Capitol Notes

Farm Bureau president frustrated by process setting future OT threshold

Why has the state’s commissioner of agriculture and markets been silent about future overtime rules for farmworkers?

Who is writing a final report for the Farm Laborers Wage Board?

What will board members vote on during their final meeting on Thursday?

Those are just some of the questions plaguing David Fisher, president of the New York Farm Bureau, who sits on the three-member wage board that is scheduled to issue recommendations on Thursday that will likely determine when overtime kicks in for farmworkers in the future.

The current threshold, which took effect in January as the result of sweeping legislation passed in 2019, is set at 60 hours a week, a first of its kind mandate for farmworkers in the state. Since February, the wage board has been considering whether the threshold should be lowered, with a statutory responsibility to make recommendations on the issue by the end of the year.

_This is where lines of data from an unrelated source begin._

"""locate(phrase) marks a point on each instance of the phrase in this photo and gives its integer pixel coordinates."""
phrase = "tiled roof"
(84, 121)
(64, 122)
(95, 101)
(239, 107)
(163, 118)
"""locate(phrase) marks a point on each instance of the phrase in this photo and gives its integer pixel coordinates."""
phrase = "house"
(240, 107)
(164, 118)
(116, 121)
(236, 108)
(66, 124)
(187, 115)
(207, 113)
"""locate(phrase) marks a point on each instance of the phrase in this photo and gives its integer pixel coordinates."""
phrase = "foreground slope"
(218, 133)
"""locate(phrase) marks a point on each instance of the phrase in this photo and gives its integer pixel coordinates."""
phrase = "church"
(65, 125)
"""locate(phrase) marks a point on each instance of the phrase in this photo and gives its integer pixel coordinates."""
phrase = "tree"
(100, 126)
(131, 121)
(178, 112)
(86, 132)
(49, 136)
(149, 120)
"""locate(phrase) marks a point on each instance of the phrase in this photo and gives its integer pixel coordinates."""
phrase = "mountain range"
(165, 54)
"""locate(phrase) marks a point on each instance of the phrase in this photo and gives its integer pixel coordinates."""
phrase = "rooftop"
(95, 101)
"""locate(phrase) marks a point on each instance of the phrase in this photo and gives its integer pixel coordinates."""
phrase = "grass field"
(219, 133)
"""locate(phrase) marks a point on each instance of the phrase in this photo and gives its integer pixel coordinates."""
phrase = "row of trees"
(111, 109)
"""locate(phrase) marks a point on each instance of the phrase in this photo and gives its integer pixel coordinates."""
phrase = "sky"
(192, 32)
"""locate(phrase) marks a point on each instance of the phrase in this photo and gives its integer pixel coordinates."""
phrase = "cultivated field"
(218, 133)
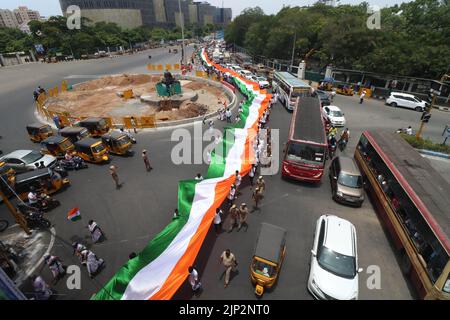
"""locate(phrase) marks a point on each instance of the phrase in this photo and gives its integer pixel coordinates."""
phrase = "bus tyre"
(405, 263)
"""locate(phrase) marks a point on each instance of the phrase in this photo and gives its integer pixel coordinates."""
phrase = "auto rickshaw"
(345, 90)
(91, 150)
(117, 143)
(57, 146)
(268, 257)
(38, 131)
(96, 126)
(46, 180)
(74, 133)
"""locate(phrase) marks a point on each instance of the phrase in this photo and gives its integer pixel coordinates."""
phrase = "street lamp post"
(182, 33)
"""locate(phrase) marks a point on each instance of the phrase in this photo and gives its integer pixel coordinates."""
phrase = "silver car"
(26, 160)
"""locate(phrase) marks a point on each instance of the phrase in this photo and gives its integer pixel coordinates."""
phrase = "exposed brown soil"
(100, 97)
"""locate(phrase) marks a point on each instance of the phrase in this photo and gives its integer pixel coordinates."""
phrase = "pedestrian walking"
(362, 96)
(133, 124)
(257, 197)
(243, 215)
(251, 174)
(148, 166)
(41, 289)
(229, 262)
(96, 232)
(232, 194)
(194, 280)
(228, 114)
(237, 181)
(113, 172)
(261, 184)
(93, 264)
(234, 216)
(218, 220)
(77, 249)
(55, 265)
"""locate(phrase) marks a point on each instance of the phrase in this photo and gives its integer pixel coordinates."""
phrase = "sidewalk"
(29, 251)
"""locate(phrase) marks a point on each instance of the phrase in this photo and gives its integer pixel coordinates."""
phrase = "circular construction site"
(127, 95)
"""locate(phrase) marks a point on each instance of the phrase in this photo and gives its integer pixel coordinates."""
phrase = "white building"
(8, 19)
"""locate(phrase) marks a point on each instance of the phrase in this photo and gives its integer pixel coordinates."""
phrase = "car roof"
(334, 108)
(339, 235)
(348, 165)
(18, 154)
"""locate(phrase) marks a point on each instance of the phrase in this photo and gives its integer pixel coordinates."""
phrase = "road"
(134, 214)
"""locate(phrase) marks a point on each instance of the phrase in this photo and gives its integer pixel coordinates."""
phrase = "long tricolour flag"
(161, 268)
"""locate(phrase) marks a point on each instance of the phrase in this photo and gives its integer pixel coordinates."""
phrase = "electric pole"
(427, 113)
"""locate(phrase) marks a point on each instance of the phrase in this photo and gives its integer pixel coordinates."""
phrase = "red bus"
(306, 149)
(411, 199)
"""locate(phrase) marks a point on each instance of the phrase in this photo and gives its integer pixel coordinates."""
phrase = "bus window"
(300, 152)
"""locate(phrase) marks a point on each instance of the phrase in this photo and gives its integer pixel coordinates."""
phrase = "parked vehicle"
(26, 160)
(268, 257)
(57, 146)
(334, 261)
(347, 184)
(335, 115)
(96, 126)
(324, 97)
(38, 131)
(91, 150)
(117, 143)
(398, 99)
(74, 133)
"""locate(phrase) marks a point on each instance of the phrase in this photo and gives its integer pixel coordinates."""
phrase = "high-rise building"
(8, 19)
(23, 14)
(134, 13)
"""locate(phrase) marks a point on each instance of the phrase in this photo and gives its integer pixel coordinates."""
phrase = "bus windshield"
(306, 153)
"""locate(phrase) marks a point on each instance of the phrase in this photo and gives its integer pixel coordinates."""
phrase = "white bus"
(289, 87)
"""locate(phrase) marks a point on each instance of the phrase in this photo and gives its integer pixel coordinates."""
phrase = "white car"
(398, 99)
(26, 160)
(334, 261)
(335, 115)
(263, 83)
(246, 74)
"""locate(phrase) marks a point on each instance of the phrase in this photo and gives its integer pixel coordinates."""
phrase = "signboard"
(39, 48)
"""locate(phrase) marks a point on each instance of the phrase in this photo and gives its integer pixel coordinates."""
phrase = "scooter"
(75, 164)
(34, 217)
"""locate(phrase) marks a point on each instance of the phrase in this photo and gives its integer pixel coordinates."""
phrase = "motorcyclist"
(32, 196)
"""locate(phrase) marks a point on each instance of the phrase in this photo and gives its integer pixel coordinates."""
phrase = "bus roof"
(426, 187)
(307, 123)
(290, 79)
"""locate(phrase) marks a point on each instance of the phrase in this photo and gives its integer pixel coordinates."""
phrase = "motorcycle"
(34, 217)
(75, 164)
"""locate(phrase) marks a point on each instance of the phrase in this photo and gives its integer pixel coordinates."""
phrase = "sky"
(52, 7)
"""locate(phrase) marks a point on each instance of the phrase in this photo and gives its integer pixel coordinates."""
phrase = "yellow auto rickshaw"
(44, 180)
(96, 126)
(74, 133)
(38, 131)
(91, 150)
(117, 143)
(268, 257)
(345, 90)
(57, 146)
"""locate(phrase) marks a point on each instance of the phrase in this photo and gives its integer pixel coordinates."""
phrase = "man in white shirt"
(194, 279)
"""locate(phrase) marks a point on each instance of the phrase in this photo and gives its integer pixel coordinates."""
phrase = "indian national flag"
(74, 214)
(162, 266)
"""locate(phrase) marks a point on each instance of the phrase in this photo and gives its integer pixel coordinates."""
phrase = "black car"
(324, 97)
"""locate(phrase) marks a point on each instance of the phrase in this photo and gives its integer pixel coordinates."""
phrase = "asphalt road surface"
(144, 205)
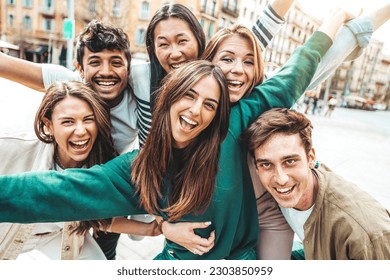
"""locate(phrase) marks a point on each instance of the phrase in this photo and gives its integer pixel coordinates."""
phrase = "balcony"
(47, 11)
(233, 13)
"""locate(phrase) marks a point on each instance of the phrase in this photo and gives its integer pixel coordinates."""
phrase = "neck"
(57, 159)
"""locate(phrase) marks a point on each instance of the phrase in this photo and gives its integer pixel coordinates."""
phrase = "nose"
(106, 69)
(280, 177)
(80, 129)
(196, 107)
(175, 52)
(237, 67)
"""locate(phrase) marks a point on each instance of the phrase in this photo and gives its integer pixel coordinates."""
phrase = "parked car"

Fisher joined The Capitol Pressroom on Wednesday to talk about the wage board process, which has left him feeling in the dark.

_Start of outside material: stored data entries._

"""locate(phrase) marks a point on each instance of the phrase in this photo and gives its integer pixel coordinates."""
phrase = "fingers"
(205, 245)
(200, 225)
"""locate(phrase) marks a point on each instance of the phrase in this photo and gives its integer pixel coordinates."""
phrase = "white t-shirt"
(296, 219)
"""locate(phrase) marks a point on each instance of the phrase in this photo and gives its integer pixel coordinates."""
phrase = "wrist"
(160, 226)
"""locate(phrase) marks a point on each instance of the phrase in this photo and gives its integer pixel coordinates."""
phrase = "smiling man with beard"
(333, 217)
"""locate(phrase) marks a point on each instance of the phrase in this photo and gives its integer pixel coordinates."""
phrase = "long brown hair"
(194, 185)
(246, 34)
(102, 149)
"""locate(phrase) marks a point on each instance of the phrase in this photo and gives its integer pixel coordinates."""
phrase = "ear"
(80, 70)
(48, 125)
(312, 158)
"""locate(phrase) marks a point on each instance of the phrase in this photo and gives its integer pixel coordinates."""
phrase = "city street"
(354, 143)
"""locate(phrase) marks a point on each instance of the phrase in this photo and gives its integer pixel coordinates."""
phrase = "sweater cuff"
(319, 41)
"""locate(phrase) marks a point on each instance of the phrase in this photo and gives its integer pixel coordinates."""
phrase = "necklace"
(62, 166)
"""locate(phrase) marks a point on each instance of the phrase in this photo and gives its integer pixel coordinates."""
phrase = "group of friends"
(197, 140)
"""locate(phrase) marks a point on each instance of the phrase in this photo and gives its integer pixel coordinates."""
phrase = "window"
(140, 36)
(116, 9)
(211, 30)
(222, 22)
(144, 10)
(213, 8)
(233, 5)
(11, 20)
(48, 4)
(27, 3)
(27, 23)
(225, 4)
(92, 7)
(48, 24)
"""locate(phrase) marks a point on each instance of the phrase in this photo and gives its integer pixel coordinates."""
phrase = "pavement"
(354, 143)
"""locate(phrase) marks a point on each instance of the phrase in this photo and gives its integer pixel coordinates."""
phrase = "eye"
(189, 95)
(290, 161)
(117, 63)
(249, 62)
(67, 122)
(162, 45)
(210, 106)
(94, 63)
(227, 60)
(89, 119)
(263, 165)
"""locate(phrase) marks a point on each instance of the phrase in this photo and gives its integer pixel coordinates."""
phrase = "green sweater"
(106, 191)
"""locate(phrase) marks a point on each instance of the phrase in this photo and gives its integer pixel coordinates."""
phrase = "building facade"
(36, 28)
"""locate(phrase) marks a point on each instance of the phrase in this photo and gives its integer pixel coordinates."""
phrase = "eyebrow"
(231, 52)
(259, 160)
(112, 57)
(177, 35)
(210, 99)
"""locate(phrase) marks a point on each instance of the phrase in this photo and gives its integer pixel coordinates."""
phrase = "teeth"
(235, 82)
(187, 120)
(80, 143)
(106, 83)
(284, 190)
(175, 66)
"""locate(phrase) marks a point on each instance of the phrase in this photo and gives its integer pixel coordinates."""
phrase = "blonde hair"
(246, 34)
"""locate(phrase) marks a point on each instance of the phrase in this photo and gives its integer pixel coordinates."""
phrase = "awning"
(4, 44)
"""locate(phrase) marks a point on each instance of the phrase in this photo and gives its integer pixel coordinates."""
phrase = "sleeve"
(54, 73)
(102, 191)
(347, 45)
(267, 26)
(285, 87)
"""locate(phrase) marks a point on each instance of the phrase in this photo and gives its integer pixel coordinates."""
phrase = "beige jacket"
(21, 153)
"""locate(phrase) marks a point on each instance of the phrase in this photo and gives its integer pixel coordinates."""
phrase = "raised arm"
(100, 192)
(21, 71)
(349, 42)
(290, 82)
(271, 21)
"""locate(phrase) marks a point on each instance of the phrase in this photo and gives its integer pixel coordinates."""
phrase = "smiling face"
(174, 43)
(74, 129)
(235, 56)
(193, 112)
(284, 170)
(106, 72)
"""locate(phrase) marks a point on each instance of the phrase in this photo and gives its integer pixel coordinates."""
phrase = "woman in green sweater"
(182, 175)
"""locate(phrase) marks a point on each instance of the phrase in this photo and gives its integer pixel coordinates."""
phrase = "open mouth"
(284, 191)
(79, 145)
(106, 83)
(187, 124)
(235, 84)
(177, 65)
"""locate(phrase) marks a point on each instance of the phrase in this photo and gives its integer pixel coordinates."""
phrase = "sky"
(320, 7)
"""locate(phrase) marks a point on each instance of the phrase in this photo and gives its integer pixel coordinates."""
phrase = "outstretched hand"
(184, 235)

Asked who is writing the recommendations and when he’ll see them, Fisher said, “There hasn’t been a lot of communication on any of these things. I quite often don’t know the agenda until a few minutes before the meeting.”

The board, while chaired by Buffalo Urban League President Brenda McDuffie, has been run behind the scenes by staff from the state Department of Labor.

During meetings of the board on Monday and Tuesday, board member Denis Hughes, former president of the New York AFL-CIO, repeatedly pushed for a system of overtime benefits kicking in at 40 hours, which would be phased in over a “reasonable period of time.” McDuffie has also expressed a desire to lower the threshold for obtaining overtime benefits.

Fisher – who appeared visibly frustrated in Tuesday’s meeting – urged a cautious approach to lowering the overtime threshold, warning that it could make farming prohibitively expensive in New York.

“I think we need time to look at the impact of this … Without three years of data, it’s going to be really hard to know if farmers can afford to pay more and what they can afford to pay or how to start it,” he said. “Three years of data, a year to look at it, study it, maybe have another wage board or another board of some sort that looked at it, and then some time to give farmers notice so they would have time to plan their business accordingly.”

Elaborating on comments made in Tuesday’s board meeting, Fisher also told The Capitol Pressroom that he “doesn’t feel good” about state Agriculture and Markets Commissioner Richard Ball not playing an active role in the board’s process.

“He is a farmer and as a government official he is charged with implementing policy, so it just seem like we should, as a wage board, hear from him directly,” Fisher said.

The board is scheduled to meet at 4 p.m. on Thursday over Zoom.